All embellishments and pockets had to be sewn on before the pieces are joint. It was smooth sewing until I wanted to sew on the ric racs on the waist which could only be done after both sides were joined. Eventually, I decided to sew the ric rac on one side on first and pin the centre of the other ric rac onto the back stitch line. After I’ve ensured the position was fine, I stitch the second set on so the stitch line on both sides matched as close as possible. The only thing is by using this method, the ric racs on both side and the corresponding thread had to all be one color.

The bib is held at the back of the neck by buttons which I sewed back to back so they share one buttonhole. A method I came up with while making reversible dresses for my girl.

The Gallery

Side A

Time to take out my old tingkat and thermo flasks from the cabinet. They match my apron 🙂

Side B

It’s play pretend laundry time 🙂 The red border at the bottom of the apron is actually a folded in section of the fabric on the other side. I cut the black fabric shorter so that the red border would show.
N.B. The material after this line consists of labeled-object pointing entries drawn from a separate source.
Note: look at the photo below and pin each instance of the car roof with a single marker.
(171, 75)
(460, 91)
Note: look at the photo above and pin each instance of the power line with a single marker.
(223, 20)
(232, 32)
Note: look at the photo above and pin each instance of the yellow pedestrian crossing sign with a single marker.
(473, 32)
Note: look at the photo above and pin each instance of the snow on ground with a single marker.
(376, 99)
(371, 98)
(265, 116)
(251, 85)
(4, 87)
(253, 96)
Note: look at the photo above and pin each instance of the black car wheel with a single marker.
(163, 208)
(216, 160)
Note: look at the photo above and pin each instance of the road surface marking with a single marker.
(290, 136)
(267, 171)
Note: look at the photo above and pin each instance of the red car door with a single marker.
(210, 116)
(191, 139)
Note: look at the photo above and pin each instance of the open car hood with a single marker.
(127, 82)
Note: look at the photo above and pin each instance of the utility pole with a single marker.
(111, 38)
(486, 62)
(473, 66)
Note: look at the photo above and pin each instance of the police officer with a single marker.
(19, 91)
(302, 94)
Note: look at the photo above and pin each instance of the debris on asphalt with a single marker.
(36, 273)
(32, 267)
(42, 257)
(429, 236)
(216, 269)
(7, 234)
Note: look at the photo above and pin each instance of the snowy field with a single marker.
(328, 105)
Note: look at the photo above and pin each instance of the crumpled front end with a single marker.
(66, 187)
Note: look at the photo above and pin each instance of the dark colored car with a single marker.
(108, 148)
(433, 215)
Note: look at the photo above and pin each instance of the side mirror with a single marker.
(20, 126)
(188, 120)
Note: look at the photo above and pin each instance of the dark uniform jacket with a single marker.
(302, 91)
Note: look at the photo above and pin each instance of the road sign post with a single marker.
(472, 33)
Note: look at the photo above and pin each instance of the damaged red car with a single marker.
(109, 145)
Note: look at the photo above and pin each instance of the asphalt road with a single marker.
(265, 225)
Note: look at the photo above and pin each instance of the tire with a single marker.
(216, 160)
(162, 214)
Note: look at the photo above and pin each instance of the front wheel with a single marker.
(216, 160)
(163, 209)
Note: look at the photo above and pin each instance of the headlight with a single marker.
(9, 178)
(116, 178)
This side has no border print but is embellished with ribbons, pocket and lace from scraps. The colors kinda reminded me of the Oktober Fest.
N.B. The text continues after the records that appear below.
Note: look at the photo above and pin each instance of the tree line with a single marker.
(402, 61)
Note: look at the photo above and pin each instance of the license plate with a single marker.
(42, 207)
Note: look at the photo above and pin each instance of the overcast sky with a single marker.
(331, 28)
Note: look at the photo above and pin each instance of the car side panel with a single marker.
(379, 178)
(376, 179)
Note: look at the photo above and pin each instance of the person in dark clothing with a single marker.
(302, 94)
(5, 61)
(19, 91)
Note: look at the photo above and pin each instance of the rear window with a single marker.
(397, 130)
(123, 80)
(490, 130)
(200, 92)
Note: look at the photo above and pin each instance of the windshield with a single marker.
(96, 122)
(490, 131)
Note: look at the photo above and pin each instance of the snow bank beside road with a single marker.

Phew! I think I need a short break before working on the next next project.

For next week’s Sew Weekly challenge, it is all about being inspired by mini you and mini me. We’ll be finding one childhood photo and using that outfit as inspiration for our weekly creation! Join us for some fun and photo sharing!


12 thoughts on “Behind the Seams: The “As you like it” Apron and dress

  1. i like that your apron is reversible. very clever! especially that it could get stained since its function is to protect the garment. stained? turn it round other way!

    btw, thanks for your kind comment at my blog! i’d left a reply to it, w.r.t. my fabric purchase. 😉 (the sweet shop lady boss gave me a discount, but i can’t guarantee it my next trip there to the fabric store! there’re other colour options. i’ll bring it back to Sg my next visit and post to you if you’re keen.)

  2. Colours and prints just look lovely on you. I love the contrasts in the combo of dress and apron, cheery vs sombre. Makes for a stand-out outfit put together. You’ll have fun accesorising the black dress otherwise too I’m sure.

  3. Thanks Fiona! I hope I’ll put the apron to good use 🙂 And thanks so much for offering to help me buy the fabric you’d used for your apron, I’ll email you very shortly!

  4. I really like your dress! I think you did a great job on it and it does not make your waist look thick at all. Cute apron too!

  5. Hi Adey! I love your dress and apron – so cute!

    Also, don’t feel you have to participate, but I think your blog is great so I’m passing the Stylish Blogger Award on to you. 🙂

  6. Gosh. I’ve been loving each dress you’ve posted this week, and this one is so classy in black. Yowza! You look darling darling darling, and the apron is flirty & fantastic, too.